Стоя на коленях, он подпирал скулы ладонями и держал голову, как чашку, до краёв наполненную.
- Я ему норовил в живот головой-то, а он отскочил, видно, да и секанул, дьявол!
- Застрелился он - знаешь?
- Знаю! До смерти?
- Да!
- Ну - и хорошо! Что только с бабами выделывал он там - ай-яй! Словно и не человек это! Ты куда меня хочешь прятать?
Собирая покрытые инеем листья, Егор говорит:
- Я тебя только отведу, а спрячет другой. Вот лицо надо бы тебе вытереть.
Густо окрашенное запёкшейся кровью лицо Михайлы точно из железа: кровь застыла на нём ржавыми корками, рыжей маской.
Уже светло; видно, что и одёжа пораненного замёрзла, топырится и хрустит при его осторожных движениях. Егор отирает ему щёки сырыми листьями, больной трясётся весь, стучит зубами и тихонько бормочет:
- Спаси вас Христос, братья! А ежели попаду я начальству - оно меня запе-ечёт! Вы почему же такие добрые к людям-то?
Из голубых глаз больного медленно текут мутные слёзы.
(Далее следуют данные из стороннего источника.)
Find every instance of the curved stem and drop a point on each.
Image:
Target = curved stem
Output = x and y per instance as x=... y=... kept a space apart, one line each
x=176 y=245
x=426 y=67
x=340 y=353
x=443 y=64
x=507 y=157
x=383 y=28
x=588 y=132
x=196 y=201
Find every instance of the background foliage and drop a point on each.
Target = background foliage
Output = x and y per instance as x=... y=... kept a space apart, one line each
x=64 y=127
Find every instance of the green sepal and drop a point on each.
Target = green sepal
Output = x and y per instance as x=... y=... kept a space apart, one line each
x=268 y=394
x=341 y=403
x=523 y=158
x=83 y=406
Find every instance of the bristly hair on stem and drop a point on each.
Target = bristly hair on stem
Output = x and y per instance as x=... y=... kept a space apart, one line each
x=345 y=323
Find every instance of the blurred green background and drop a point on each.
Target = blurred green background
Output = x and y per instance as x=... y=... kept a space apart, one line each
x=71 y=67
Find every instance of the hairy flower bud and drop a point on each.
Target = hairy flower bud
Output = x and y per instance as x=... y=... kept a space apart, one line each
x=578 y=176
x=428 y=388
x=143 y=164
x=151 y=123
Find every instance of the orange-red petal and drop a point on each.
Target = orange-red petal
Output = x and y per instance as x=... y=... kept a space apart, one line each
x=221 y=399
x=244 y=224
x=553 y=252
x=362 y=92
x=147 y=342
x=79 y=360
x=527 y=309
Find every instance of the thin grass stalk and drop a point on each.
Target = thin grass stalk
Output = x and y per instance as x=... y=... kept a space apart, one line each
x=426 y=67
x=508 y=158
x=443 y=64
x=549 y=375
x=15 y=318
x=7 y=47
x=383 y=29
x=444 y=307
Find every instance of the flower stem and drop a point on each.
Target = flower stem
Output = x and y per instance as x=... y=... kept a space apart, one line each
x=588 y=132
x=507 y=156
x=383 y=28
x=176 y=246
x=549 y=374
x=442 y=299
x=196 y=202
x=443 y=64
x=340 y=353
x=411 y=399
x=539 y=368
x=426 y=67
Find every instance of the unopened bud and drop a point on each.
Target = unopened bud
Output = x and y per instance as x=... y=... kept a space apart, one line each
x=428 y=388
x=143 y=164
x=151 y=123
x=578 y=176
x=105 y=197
Мне становится неловко от вопроса его, и Егор тоже смущённо смеётся.
- Ты иди, тёзка, - говорит он, - светло и всё такое, народ сейчас явится - иди!
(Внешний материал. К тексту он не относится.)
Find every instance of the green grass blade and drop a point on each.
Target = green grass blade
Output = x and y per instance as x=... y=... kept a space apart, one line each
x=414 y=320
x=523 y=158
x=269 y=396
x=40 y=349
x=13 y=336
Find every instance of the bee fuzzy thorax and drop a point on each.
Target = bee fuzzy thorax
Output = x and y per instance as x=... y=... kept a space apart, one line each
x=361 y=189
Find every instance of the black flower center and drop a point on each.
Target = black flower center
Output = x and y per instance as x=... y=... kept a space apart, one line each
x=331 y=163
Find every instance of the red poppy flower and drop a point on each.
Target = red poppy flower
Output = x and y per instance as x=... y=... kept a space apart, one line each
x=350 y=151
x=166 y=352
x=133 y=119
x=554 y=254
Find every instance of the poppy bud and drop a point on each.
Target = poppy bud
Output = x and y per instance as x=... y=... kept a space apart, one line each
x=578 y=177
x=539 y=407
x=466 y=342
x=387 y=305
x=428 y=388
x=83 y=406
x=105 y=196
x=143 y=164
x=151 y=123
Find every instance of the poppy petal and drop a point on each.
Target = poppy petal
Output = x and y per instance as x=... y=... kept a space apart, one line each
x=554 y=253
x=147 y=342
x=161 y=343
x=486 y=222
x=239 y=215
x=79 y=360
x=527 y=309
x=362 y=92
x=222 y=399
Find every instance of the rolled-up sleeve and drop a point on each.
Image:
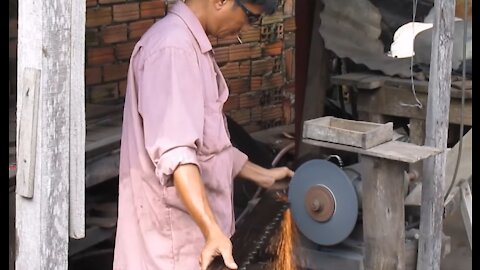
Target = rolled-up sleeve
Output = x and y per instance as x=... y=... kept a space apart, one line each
x=239 y=160
x=170 y=102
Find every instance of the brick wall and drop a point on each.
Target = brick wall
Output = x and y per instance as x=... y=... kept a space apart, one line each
x=259 y=72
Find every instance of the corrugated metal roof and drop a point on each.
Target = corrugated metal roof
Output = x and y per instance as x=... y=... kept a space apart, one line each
x=351 y=29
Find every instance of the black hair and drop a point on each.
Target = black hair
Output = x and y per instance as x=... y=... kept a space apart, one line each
x=268 y=6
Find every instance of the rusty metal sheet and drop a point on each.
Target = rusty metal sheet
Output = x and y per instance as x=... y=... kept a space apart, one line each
x=351 y=29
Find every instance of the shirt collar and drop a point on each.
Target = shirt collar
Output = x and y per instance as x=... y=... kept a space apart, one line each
x=192 y=22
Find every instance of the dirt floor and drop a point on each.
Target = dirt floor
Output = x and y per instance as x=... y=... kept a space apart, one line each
x=460 y=256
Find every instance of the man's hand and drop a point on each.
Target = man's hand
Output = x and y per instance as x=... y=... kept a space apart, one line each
x=217 y=244
x=191 y=190
x=264 y=177
x=272 y=175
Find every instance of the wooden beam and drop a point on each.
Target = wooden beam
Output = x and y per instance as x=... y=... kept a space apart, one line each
x=466 y=208
x=433 y=185
x=77 y=121
x=383 y=213
x=317 y=82
x=49 y=42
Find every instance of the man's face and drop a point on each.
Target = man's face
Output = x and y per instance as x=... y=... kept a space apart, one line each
x=235 y=16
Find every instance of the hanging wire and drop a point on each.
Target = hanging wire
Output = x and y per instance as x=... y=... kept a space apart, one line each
x=418 y=104
x=460 y=143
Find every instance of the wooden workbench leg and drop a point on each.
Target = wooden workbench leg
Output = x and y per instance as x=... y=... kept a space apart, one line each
x=417 y=136
x=383 y=214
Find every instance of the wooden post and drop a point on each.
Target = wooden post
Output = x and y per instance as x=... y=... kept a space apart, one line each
x=50 y=61
x=317 y=81
x=433 y=185
x=383 y=214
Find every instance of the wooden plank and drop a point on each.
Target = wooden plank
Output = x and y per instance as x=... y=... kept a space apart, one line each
x=77 y=121
x=417 y=136
x=393 y=150
x=438 y=106
x=27 y=211
x=466 y=208
x=383 y=214
x=388 y=101
x=422 y=86
x=348 y=132
x=27 y=131
x=42 y=222
x=94 y=235
x=360 y=80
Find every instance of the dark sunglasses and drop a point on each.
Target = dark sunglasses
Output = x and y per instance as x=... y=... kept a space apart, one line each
x=252 y=17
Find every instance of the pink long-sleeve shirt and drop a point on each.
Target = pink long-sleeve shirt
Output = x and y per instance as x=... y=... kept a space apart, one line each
x=172 y=116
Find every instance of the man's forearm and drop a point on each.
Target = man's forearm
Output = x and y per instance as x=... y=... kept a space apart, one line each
x=252 y=172
x=191 y=190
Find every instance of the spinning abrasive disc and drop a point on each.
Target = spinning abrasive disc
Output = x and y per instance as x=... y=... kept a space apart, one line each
x=323 y=202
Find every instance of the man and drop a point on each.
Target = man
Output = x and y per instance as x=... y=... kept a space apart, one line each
x=177 y=164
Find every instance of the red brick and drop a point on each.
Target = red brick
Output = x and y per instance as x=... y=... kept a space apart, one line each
x=289 y=57
x=91 y=3
x=230 y=70
x=273 y=49
x=290 y=88
x=138 y=28
x=256 y=114
x=289 y=24
x=256 y=83
x=232 y=39
x=99 y=56
x=122 y=87
x=231 y=103
x=274 y=18
x=251 y=35
x=123 y=51
x=274 y=81
x=110 y=1
x=12 y=28
x=250 y=100
x=255 y=52
x=237 y=86
x=241 y=116
x=272 y=112
x=152 y=9
x=98 y=16
x=93 y=75
x=236 y=69
x=104 y=92
x=288 y=7
x=262 y=66
x=115 y=33
x=91 y=37
x=115 y=72
x=244 y=68
x=239 y=52
x=221 y=54
x=126 y=12
x=289 y=40
x=288 y=111
x=252 y=127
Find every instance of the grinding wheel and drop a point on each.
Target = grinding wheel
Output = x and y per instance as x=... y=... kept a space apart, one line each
x=323 y=202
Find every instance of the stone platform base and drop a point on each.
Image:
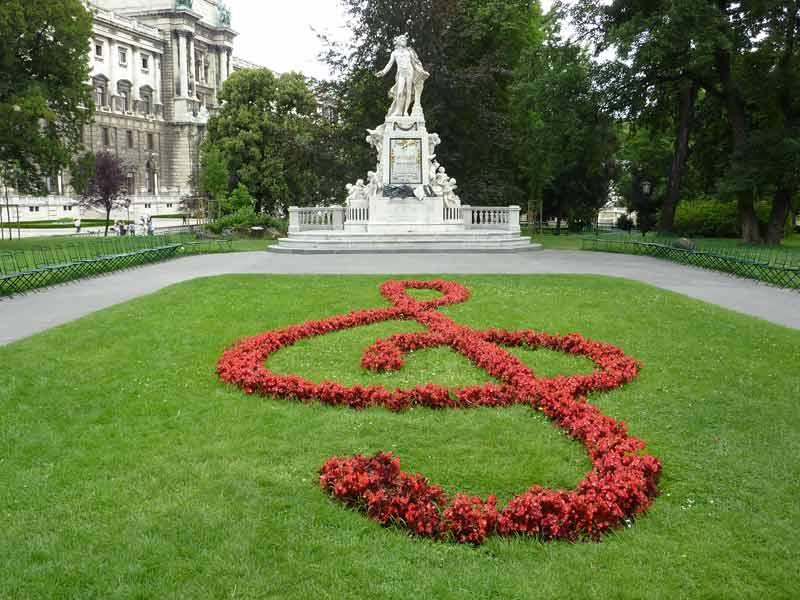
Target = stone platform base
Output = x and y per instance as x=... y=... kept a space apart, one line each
x=464 y=242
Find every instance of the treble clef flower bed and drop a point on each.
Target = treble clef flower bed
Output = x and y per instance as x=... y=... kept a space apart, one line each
x=620 y=485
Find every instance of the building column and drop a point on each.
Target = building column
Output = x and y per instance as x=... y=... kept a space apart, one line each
x=112 y=62
x=190 y=62
x=157 y=80
x=223 y=65
x=134 y=77
x=184 y=73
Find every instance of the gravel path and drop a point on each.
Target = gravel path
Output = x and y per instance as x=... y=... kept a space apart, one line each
x=22 y=316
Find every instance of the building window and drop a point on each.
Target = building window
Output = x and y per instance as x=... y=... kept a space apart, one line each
x=146 y=103
x=124 y=90
x=100 y=84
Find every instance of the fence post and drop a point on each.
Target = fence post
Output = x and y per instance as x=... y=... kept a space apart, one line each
x=513 y=219
x=466 y=214
x=294 y=219
x=338 y=217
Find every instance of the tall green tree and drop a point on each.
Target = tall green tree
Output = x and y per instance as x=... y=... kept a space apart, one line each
x=104 y=186
x=266 y=132
x=214 y=176
x=565 y=139
x=44 y=97
x=471 y=48
x=743 y=54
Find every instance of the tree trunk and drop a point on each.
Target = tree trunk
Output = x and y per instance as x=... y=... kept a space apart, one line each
x=689 y=93
x=737 y=119
x=781 y=206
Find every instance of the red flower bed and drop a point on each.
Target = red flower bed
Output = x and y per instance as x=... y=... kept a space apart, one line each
x=621 y=484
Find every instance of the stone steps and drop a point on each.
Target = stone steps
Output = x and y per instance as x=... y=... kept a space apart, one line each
x=327 y=242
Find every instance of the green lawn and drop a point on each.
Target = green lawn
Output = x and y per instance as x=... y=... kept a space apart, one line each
x=239 y=244
x=127 y=470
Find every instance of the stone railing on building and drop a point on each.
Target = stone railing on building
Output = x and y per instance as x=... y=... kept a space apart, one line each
x=320 y=218
x=452 y=214
x=333 y=218
x=357 y=215
x=491 y=217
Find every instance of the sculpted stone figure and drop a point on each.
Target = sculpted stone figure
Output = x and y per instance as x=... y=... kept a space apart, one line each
x=451 y=199
x=375 y=139
x=434 y=169
x=374 y=185
x=433 y=141
x=357 y=194
x=411 y=77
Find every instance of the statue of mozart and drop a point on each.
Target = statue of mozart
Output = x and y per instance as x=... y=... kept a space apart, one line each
x=411 y=76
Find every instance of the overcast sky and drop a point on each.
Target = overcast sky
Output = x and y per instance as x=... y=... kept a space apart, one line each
x=279 y=34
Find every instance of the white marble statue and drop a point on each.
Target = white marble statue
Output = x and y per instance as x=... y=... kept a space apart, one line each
x=375 y=139
x=357 y=194
x=434 y=169
x=451 y=199
x=411 y=76
x=374 y=186
x=433 y=141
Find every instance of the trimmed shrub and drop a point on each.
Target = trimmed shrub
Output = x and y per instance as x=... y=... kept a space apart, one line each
x=707 y=217
x=245 y=218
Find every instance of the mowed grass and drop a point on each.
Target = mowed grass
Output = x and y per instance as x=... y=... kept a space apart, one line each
x=127 y=470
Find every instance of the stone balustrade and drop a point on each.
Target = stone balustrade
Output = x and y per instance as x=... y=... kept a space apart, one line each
x=491 y=217
x=318 y=218
x=452 y=214
x=333 y=218
x=357 y=214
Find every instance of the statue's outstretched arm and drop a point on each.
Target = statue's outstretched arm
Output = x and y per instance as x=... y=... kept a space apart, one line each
x=388 y=67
- У-ух! - стонет раненый, покачивая головой, похожей па растрёпанный кочан капусты, а тёзка, посвистывая, старается - чистит ему лицо, как самовар.
Без дум, со смутной и тяжёлой грустью в сердце иду по дороге - предо мною в пасмурном небе тихо развёртывается серое, холодное утро. Всё вокруг устало за ночь, растрепалось, побледнело, зелёные ковры озимей покрыты пухом инея, деревья протягивают друг к другу голые сучья, они не достигают один другого и печально дрожат. Снега просит раздетая, озябшая земля, просит пышного белого покрова себе. Сошлись над нею тучи, цвета пепла и золы, и стоят неподвижно, томя её.